I found this post in the manual and it sounds to do what I want, but I can't get it to work :
Latin1 (iso-8859-1) DONT define chars \x80-\x9f (128-159),
but Windows charset 1252 defines some of them
-- like the infamous msoffice 'magic quotes' (\x92 146).
Dont use those invalid control chars in webpages,
but their html (unicode) entities. See ftp.unicode.org/Public/MAPPINGS/VENDORS/MICSFT/WINDOWS/CP1252.TXT
or http://www.microsoft.com/typography/unicode/1252.htm
PS: a '?' in the code means the win-cp1252 dont define the given char.

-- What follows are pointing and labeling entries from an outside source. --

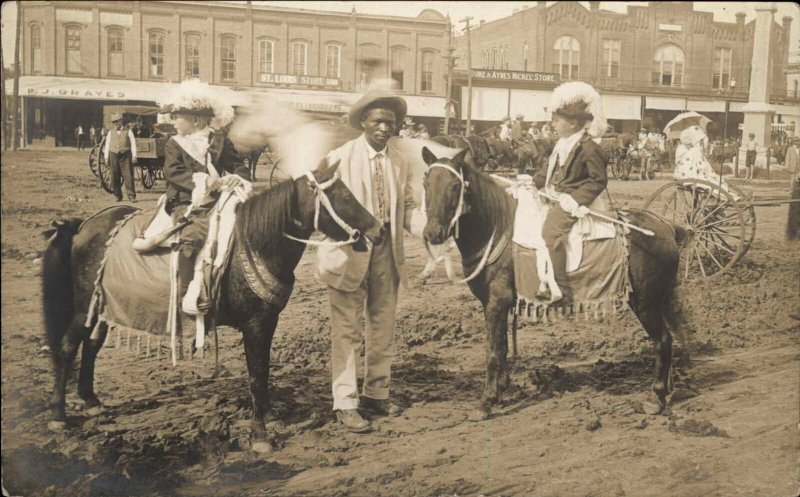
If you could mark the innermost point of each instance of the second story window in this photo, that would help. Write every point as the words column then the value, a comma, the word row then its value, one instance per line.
column 116, row 59
column 299, row 52
column 668, row 70
column 156, row 54
column 333, row 61
column 722, row 68
column 228, row 58
column 398, row 56
column 426, row 84
column 192, row 56
column 566, row 57
column 36, row 48
column 611, row 56
column 266, row 56
column 73, row 43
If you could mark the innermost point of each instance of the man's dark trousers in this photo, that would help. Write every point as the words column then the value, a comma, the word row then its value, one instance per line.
column 121, row 169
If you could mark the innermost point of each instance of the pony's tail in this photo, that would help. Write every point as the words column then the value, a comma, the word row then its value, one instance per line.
column 57, row 286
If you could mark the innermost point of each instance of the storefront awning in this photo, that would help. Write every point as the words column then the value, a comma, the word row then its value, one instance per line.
column 624, row 107
column 665, row 103
column 101, row 89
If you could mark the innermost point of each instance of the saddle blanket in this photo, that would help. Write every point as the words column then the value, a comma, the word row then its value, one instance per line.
column 601, row 279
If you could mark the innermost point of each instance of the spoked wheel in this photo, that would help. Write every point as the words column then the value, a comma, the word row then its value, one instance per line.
column 749, row 212
column 148, row 177
column 104, row 172
column 714, row 220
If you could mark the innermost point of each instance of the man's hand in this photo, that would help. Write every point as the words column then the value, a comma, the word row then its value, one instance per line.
column 568, row 204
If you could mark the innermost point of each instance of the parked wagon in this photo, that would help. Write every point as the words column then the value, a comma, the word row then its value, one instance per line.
column 721, row 222
column 151, row 138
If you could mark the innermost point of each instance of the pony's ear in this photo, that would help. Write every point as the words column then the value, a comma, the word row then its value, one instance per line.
column 428, row 156
column 459, row 157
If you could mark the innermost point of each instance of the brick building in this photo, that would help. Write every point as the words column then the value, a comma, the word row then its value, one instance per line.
column 675, row 57
column 80, row 55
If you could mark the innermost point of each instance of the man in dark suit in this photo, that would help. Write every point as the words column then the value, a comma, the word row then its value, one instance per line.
column 198, row 162
column 576, row 172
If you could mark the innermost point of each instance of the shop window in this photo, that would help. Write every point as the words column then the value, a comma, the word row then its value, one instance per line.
column 611, row 57
column 73, row 44
column 36, row 48
column 156, row 53
column 116, row 66
column 266, row 56
column 566, row 57
column 426, row 83
column 398, row 63
column 333, row 61
column 192, row 56
column 299, row 54
column 722, row 68
column 669, row 62
column 228, row 58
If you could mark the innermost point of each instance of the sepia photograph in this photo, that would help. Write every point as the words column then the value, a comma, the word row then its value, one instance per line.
column 400, row 248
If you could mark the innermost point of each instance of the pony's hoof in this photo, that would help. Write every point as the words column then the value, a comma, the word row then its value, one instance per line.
column 263, row 448
column 57, row 426
column 479, row 414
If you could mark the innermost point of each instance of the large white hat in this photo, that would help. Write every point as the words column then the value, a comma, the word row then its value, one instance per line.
column 576, row 99
column 198, row 98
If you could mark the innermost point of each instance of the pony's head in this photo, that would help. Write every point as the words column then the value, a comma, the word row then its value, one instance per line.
column 326, row 204
column 445, row 188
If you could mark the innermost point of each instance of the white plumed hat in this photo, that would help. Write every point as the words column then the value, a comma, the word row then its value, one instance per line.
column 198, row 98
column 576, row 99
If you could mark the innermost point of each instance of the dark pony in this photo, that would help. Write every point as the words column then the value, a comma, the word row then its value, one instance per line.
column 261, row 224
column 653, row 266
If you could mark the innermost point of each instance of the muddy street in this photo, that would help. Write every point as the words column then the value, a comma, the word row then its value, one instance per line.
column 571, row 424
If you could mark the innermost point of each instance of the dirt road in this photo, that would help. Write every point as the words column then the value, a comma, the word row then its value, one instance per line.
column 570, row 425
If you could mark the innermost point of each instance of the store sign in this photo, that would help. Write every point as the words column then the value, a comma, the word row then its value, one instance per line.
column 296, row 80
column 54, row 91
column 532, row 77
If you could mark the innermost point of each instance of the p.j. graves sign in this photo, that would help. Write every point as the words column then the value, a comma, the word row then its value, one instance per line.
column 517, row 76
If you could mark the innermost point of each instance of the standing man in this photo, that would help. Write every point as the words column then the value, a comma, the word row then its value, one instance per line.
column 380, row 179
column 120, row 154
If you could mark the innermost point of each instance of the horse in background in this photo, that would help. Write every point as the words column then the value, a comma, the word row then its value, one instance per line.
column 488, row 212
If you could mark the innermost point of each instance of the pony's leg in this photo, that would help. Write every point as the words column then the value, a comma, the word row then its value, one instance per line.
column 654, row 324
column 88, row 358
column 257, row 337
column 69, row 348
column 497, row 375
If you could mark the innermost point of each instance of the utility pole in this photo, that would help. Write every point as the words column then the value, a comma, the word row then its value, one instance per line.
column 449, row 95
column 15, row 115
column 469, row 75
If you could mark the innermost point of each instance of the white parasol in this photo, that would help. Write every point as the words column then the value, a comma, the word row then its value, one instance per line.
column 685, row 120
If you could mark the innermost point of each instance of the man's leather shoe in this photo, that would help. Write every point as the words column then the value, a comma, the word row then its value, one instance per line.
column 352, row 420
column 380, row 407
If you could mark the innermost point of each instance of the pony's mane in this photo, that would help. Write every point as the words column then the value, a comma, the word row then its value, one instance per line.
column 263, row 219
column 491, row 200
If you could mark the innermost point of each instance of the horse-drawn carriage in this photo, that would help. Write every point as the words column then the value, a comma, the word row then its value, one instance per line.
column 151, row 138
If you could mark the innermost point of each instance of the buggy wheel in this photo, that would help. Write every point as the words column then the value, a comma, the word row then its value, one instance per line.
column 104, row 173
column 148, row 177
column 714, row 220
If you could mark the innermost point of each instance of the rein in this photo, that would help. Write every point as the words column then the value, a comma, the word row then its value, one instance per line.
column 321, row 200
column 453, row 227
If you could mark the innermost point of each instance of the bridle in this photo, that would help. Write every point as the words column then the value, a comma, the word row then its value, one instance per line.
column 460, row 210
column 321, row 201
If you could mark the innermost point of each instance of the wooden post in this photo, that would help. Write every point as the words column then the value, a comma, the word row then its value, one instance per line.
column 15, row 114
column 469, row 75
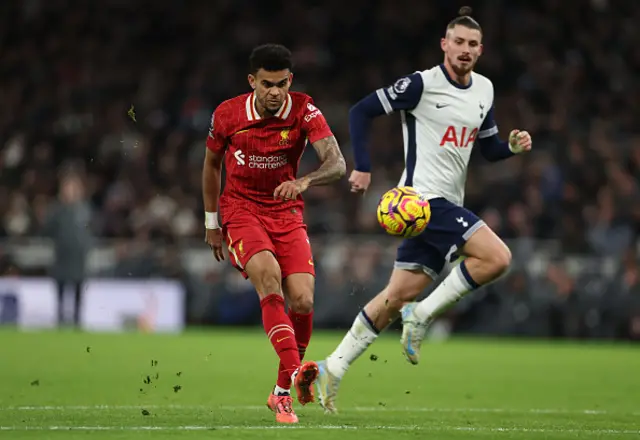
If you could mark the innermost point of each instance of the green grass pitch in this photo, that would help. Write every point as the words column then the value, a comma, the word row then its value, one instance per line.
column 214, row 384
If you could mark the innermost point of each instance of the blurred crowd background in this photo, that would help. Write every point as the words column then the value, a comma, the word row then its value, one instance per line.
column 105, row 106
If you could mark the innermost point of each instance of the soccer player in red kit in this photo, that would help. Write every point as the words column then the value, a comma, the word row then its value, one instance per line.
column 260, row 136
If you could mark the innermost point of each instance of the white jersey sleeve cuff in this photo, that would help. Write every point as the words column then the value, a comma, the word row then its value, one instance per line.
column 386, row 105
column 488, row 132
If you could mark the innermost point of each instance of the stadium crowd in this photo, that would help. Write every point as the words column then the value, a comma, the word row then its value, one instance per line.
column 120, row 94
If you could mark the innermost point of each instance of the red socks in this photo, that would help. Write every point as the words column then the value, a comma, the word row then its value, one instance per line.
column 280, row 332
column 302, row 326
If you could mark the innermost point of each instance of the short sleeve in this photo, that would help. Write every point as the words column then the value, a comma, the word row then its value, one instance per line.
column 314, row 124
column 404, row 94
column 489, row 126
column 216, row 140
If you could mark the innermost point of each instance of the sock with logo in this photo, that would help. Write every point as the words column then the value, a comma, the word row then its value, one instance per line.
column 456, row 285
column 280, row 332
column 303, row 327
column 361, row 334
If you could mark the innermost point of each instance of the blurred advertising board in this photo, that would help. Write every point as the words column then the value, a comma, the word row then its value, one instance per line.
column 108, row 305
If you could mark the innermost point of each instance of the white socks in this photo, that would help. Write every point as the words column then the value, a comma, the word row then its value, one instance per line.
column 456, row 285
column 361, row 334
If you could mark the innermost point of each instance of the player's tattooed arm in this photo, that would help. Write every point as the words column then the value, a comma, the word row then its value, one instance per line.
column 333, row 165
column 332, row 168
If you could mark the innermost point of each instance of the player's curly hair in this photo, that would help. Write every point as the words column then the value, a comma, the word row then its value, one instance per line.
column 464, row 19
column 270, row 57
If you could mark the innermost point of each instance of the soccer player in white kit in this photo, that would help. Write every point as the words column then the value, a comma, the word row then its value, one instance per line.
column 445, row 112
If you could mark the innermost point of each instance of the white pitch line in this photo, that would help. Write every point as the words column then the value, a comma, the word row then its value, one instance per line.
column 326, row 427
column 62, row 408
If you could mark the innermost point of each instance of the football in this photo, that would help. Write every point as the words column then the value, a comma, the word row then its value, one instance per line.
column 403, row 212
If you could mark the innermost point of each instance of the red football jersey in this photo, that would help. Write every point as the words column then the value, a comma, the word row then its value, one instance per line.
column 260, row 154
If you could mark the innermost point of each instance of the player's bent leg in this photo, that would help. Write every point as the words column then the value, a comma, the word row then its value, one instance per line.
column 487, row 258
column 264, row 272
column 298, row 291
column 404, row 286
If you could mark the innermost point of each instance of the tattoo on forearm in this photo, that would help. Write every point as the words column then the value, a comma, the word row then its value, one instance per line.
column 332, row 165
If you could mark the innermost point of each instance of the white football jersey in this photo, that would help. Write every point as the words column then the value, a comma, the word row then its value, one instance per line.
column 441, row 120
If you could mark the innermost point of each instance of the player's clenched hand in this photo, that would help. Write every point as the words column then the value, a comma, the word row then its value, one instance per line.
column 214, row 240
column 359, row 181
column 291, row 190
column 519, row 141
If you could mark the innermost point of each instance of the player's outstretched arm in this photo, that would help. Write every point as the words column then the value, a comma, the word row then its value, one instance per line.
column 404, row 94
column 332, row 164
column 493, row 148
column 332, row 168
column 211, row 173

$badlatin1_cp1252_to_htmlent =
array(
'\x80'=>'€', '\x81'=>'?', '\x82'=>'‚', '\x83'=>'ƒ',
'\x84'=>'„', '\x85'=>'…', '\x86'=>'†', '\x87'=>'‡',
'\x88'=>'ˆ', '\x89'=>'‰', '\x8A'=>'Š', '\x8B'=>'‹',
'\x8C'=>'Œ', '\x8D'=>'?', '\x8E'=>'Ž', '\x8F'=>'?',
'\x90'=>'?', '\x91'=>'‘', '\x92'=>'’', '\x93'=>'“',
'\x94'=>'”', '\x95'=>'•', '\x96'=>'–', '\x97'=>'—',
'\x98'=>'˜', '\x99'=>'™', '\x9A'=>'š', '\x9B'=>'›',
'\x9C'=>'œ', '\x9D'=>'?', '\x9E'=>'ž', '\x9F'=>'Ÿ'
);
$str = strtr($str, $badlatin1_cp1252_to_htmlent);
Which I use like this :
$ft = 'test.txt';
$handle = fopen($ft, "rb");
$tc = fread($handle, filesize($ft));
fclose($handle);
$str2 = strtr($tc, $badlatin1_cp1252_to_htmlent);
print $str2;
The frustrating thing is, it worked for 5 seconds or so (I made it all 1 line) and then I thought "Hey, I wonder if I can get the function to be more readable by adding a few 'enters' here and there (after comma's)", to find out it no longer reads it properly. A couple of undo's later oughto bring it back to the original state, but no. It won't work anymore. 🙁
Anyone has an idea what's going on ?